Viderunt omnes fines terrae salutare Dei nostri:
Iubilate Deo, omnis terra.
Notum fecit Dominus salutare suum:
ante conspectum gentium revelavit iustitiam suam.
Durante a maior parte da história uma ou duas cidades em cada era se destacaram no âmbito político e cultural. Podemos lembrar da Babilônia, de Tebas, de Atenas, de Roma, de Constantinopla e, nos nossos dias, em Nova York. Todavia, quando o Império Romano do Ocidente ruiu, quase todas as grandes cidades da Europa desapareceram. Em boa parte da Idade Média só existiam duas urbes cosmopolitas nos limites da cristandade católica: Constantinopla de um lado e Córdoba do outro. Nesse contexto, a primeira cidade a experimentar uma explosão populacional depois de muito tempo foi Paris.
Quando a Europa cristã começou na se recuperar dos séculos de turbulência, a única forma de música artisticamente elaborada que tinha sobrevivido na “era das trevas” tinha sido o canto gregoriano (a música teatral grega e a música imperial romana foram perdidas). Fora o folclórico e popular, o melhor que alguém podia escutar era um som simples, monofônico e feito para louvar a Deus.
Ajudada pela escolástica, que ganhava corpo na sua universidade, e pela construção da catedral de Notre Dame, Paris atraiu as mentes mais brilhantes da época. Pouco depois de terminarem as fundações da catedral, a cidade já contava com um jovem compositor para enchê-la de música. Esse músico, Leonin, foi (até onde mostram os registros históricos que sobreviveram) a primeira pessoa a adicionar uma segunda voz não paralela ao gregoriano. Esses cantos, chamados organum, constituíram o primeiro tipo de música polifônica. Para dar conta da complexidade, Leonin inventou seis modos rítmicos – o primeiro tipo de notação musical a descrever o comprimento da nota.

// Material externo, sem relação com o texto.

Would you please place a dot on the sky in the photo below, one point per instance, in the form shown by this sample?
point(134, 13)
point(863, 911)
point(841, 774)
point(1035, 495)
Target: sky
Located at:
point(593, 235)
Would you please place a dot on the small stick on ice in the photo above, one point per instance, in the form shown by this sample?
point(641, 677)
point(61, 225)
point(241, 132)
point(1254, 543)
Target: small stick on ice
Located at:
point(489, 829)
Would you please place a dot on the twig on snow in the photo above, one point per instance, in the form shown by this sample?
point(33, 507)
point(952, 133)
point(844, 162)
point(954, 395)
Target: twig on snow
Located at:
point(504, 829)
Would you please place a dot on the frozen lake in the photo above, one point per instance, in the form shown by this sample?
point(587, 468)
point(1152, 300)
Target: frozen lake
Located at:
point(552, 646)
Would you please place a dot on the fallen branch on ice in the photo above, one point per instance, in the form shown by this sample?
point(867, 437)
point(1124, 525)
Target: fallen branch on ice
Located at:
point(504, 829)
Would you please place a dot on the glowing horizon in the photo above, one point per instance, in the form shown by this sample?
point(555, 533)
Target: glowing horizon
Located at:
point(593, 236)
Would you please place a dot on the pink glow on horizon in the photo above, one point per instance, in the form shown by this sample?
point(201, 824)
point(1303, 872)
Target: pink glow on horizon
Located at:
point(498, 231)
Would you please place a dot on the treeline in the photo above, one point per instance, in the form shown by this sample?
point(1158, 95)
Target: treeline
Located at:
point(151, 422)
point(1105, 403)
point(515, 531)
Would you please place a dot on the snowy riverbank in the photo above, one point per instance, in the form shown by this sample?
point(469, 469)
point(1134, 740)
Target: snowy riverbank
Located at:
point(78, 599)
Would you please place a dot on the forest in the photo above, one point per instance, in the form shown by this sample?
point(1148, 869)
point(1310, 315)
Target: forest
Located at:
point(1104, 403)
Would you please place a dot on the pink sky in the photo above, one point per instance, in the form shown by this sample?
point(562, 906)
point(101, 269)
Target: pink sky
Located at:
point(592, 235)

Só uma geração depois outro compositor que trabalhou em Notre Dame, Perotin, aperfeiçoou a arte do organum, adicionando ocasionalmente uma terceira e mesmo uma quarta voz. Perotin provavelmente escreveu a obra de quatro vozes Viderunt omnes para o Natal de 1198. Usando a melisma (técnica de alterar a sensação de freqüência de uma sílaba de um texto enquanto ela está sendo cantada) a ponto de obscurecer totalmente as sílabas originais, ele consegui estender poucos versículos (3, 4 e 2 – nessa ordem) do Salmo XCVII para quase dez minutos.
A chamada escola de música de Notre Dame, incluindo Leonin e Perotin, abriu a porta para a mais popular e importante forma de música dos séculos seguintes, o motete, e, de certa forma, para toda a polifonia musical.